Nuclear Arc FISH signal provides a temporally precise readout for recent transcriptional activity. (a) Time course of Arc transcription in CA1 neurons after a 5-min exposure to a novel environment. The time points given indicate time after removal from the environment and have been published (16). Note that the proportion of CA1 neurons with Arc INF returns to baseline levels within 16 min after removal from the environment. (b) Activation of Arc transcription in CA1 neuronal ensembles is environmental context specific. Nuclei are indicated by open circles; Arc transcription foci (INF) are indicated by two dark spots in the nuclei; cytoplasmic Arc mRNA is indicated by gray shading around nuclei. In rats exposed to the same environment twice, with each exposure separated by 25 min (A × A group; Upper), the majority of Arc positive cells contain both cytoplasmic Arc signal and INF, indicating activation of Arc transcription in the same cell population during each exposure. By contrast, in rats exposed sequentially to two different environments (A × B group; Lower), a more heterogeneous pattern of Arc staining was seen, with roughly equal proportions of cells containing only Arc cytoplasmic staining or Arc INF staining, and a smaller proportion containing both Arc cytoplasmic and INF staining. This observation indicated that the different environments activated statistically independent populations of neurons. This diagram is based on data from ref. . (c) Behavioral timeline for the experimental groups of experiments 1 and 2. The diagram approximates the timing of the handling of the groups on a linear scale, with the exception of the “Spaced” and “Massed-II” groups where the double hatch markings indicate longer periods between the environment exposures. [Image in a reproduced with permission from ref. (Copyright 2002, Society for Neuroscience).]

Fig. 2.

Fig. 2.

Nine exposures to an environmental context separated by 25 min, but not 24 h, decrease the proportion of Arc+ CA1 neurons. Confocal projection images from the CA1 region for each experimental condition: CAGED group (a); NOVEL group (b); SPACED group (c); MASSED-I group (d); MASSED–NOVEL group (e).

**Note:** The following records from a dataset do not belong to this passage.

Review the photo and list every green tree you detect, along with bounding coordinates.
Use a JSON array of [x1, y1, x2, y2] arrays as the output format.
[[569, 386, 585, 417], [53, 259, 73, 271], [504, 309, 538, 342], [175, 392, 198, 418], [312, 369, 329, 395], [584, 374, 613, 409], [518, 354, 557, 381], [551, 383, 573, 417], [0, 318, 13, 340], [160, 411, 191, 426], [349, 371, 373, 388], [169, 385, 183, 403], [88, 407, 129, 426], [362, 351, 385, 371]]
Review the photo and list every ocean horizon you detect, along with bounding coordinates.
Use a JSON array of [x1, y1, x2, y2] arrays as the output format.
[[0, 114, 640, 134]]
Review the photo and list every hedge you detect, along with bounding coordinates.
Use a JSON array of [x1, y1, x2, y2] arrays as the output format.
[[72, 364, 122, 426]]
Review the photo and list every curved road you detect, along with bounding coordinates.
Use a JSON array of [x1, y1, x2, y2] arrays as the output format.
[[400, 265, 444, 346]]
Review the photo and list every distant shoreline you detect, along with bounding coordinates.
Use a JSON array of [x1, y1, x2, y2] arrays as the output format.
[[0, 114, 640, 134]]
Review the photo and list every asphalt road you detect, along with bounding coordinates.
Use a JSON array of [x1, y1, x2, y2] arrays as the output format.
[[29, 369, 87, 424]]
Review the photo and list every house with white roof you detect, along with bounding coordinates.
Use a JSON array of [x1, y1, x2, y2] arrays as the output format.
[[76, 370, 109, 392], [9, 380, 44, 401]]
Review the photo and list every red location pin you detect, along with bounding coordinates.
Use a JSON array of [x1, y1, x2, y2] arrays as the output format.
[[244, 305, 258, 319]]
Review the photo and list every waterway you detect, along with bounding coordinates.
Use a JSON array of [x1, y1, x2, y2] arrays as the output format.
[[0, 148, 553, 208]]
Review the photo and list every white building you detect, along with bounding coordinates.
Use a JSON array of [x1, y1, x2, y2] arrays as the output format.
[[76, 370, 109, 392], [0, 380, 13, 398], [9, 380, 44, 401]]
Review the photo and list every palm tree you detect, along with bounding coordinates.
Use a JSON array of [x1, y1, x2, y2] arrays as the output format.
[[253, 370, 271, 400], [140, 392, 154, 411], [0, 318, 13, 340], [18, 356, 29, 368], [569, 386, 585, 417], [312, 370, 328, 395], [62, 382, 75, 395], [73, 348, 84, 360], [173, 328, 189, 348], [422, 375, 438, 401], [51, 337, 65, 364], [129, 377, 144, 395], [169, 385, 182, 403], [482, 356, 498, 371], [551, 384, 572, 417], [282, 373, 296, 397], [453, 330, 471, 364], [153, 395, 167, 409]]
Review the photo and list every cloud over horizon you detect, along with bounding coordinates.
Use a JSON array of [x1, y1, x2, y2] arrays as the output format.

The arrow in b indicates a cell containing two Arc transcription foci (yellow color) within a cell nucleus (blue color). (Scale bar, 50 μm.) (f) The percentage of Arc+ CA1 neurons (mean ± SEM) for the five behavioral groups is indicated. *, Different from all other behavioral groups (P < 0.02). Δ, different from CAGED, MASSED, and MASSED–NOVEL groups (P < 0.02). n = 4–6 rats per group. (g) Illustration explaining results from the MASSED–NOVEL group. Repeated exposure to environment B decreases the probability of Arc transcription by ≈63% in the “MASSED-B” cell population, these refractory cells are indicated with an “X” over a closed circle. The open circles indicate cells capable of Arc transcription. Based on the principle of random selection with replacement, 16% of the 40% of CA1 cells active in environment A would have also been active in environment B. At 63% failure rate, however, only 6% of the “AB overlap” population would be capable of activating Arc transcription. Therefore, the percentage of cells activating Arc transcription in the final “NOVEL-A” exposure is predicted to be 30% (24% + 6%), essentially identical to the observed value for the MASSED–NOVEL group.

Fig. 3.

Fig. 3.

Four context exposures, separated by 25 min, are sufficient to inhibit Arc transcriptional activation. Confocal projection images of Arc intronic RNA signal (yellow color) and cell nuclei (blue color) from the CA1 region for each experimental condition: CAGED controls (a); NOVEL group (b); MASSED-I group (c); MASSED-II group (d); MASSED-III group (e); and TWO EXPOSURES group (f). (g) The number of Arc+ CA1 neurons (mean ± SEM) per field for each behavioral group. Overall ANOVA indicated a significant difference among the groups (_F_5,214 = 10.99, P < 0.0001). *, Different from caged, MASSED-I, MASSED-II, and MASSED-III groups (P < 0.01). (h) The comparison of average integrated fluorescent intensities per Arc+ cell did not reveal a significant difference among the various behavioral groups. n = 5 rats per group.

Fig. 4.

Fig. 4.

Firing properties of CA1 neurons do not change with repeated exposures to an environmental context within a single day. The response properties of multiple single CA1 neurons from rats repeatedly exposed to the same environment within a single day were determined by using parallel extracellular recording methods. (a) Cell firing data from 50 cells (from three rats) were grouped into three blocks (sessions 1–3, 4–6, and 7–9) and binned according to firing rate. (b) Log scaled, interspike interval distribution for the three session blocks. Note that neither the mean firing rate (a) nor the interspike interval (b) changed over the course of the repeated exposures. The number of cells recorded from each of the three rats was 9, 14, and 27 pyramidal cells, and these electrophysiological data were pooled for subsequent analyses.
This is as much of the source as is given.